Dishonest Litigants and Fraudulent Evidence

Falsifying evidence/ Untrue evidence

One of the consequences of the UK adversarial legal system is that parties are expected and encouraged to pursue their case as forcefully as is possible. There can be occasions, however, when either a claimant or defendant will overstep the boundary and resort to dishonest means. This could involve fabricating evidence, forging or destroying documents or just simply lying. The question will then arise as to the approach the court will take in response to such dishonest conduct by a party.

If a claimant brings a claim to court reliant on facts which can be shown to be false, the defendant is likely to want to have the claim struck out. Such an application will not, however, automatically be granted. It will depend upon whether, if the tainted evidence is excluded, there will be sufficient other evidence to maintain a claim. The claim will not be struck out simply because the claimant has told an untruth. It is only where there is insufficient evidence to support a claim, once the false evidence has been excluded, that the court will strike out the proceedings.

Notwithstanding these general principles, the Court of Appeal in the recent case of Arrow Nominees v Blackledge has held:

‘Where a litigant’s conduct puts the fairness of the trial in jeopardy, where it is such that any judgment in favour of the litigant would have to be regarded as unsafe, or where it amounts to such an abuse of the process of the court as to render further proceedings unsatisfactory and to prevent the court from doing justice the court is entitled – indeed, I would hold bound – to refuse to allow that litigant to take further part in the proceedings and (where appropriate) to determine the proceedings against him.’
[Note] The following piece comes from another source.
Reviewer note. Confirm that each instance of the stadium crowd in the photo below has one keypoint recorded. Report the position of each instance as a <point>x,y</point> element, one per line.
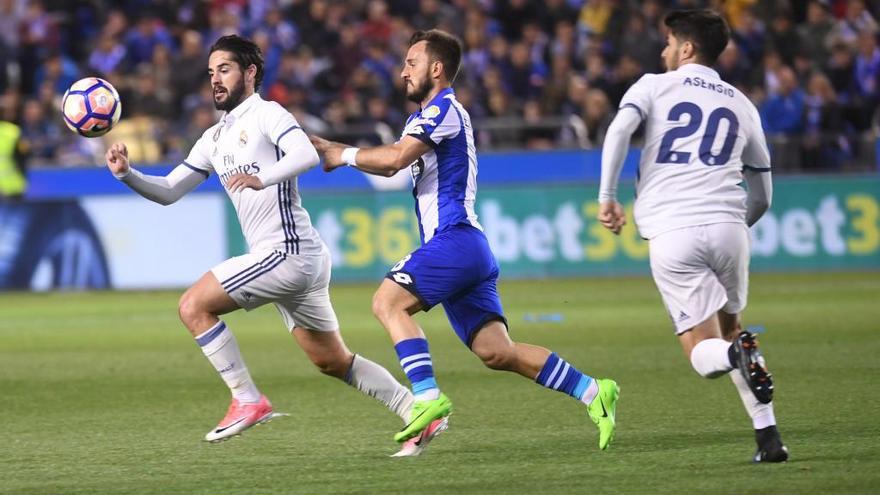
<point>536,74</point>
There will also be cases of genuine claims, but where a party, through dishonest means, tries to inflate the damages sought. An example of this was the case of Shah v Ul Haq. This was a road traffic accident claim where the claimant sought damages for a person who was not in the car at the time of the accident. An application was made to strike out the claim. This was refused by the Court of Appeal on the basis that a fair trial was possible and that there was a valid claim even with the dishonest part excluded. The purpose of a striking out order was not to punish reprehensible behaviour but to avoid unnecessary expense on cases which have no chance of succeeding and to prevent unsafe judgements. The court has other tools to punish a dishonest litigant.

One such tool will be the court’s wide discretion as to the costs awarded to the successful party. It may well be expected that a party who has been shown to have acted dishonestly and thereby put his opponent to additional cost will be penalised in being ordered to pay the honest parties costs. Very often, costs will be ordered on an indemnity basis against the dishonest party, and it can be expected that he will be ordered to pay such costs in any event as have been incurred by reason of the dishonestly.

Perjury and contempt of court

Proceedings for contempt of court can often be brought where a party makes a false statement under a statement of truth. If proven, this can result in a prison sentence and at the very least a fine. It will be necessary to prove beyond reasonable doubt that there has been an attempt to interfere with the course of justice. Remember always that it is necessary to obtain the permission of the court before bringing contempt proceedings.

So what should you do if you are involved in proceedings with a dishonest litigant? Applying to have the case struck out is a possibility, but is not always the best answer. An application to strike out could involve you taking your eye off the ball in preparing your case. If your application is not successful you are likely to have to pay your dishonest opponents costs and you will also give him a moral victory. Probably the best course is to ‘keep your powder dry’ and wait for the trial. If, when the matter comes to trial, you can show that your opponent is a liar and his evidence cannot be relied upon, you are well on the way to victory.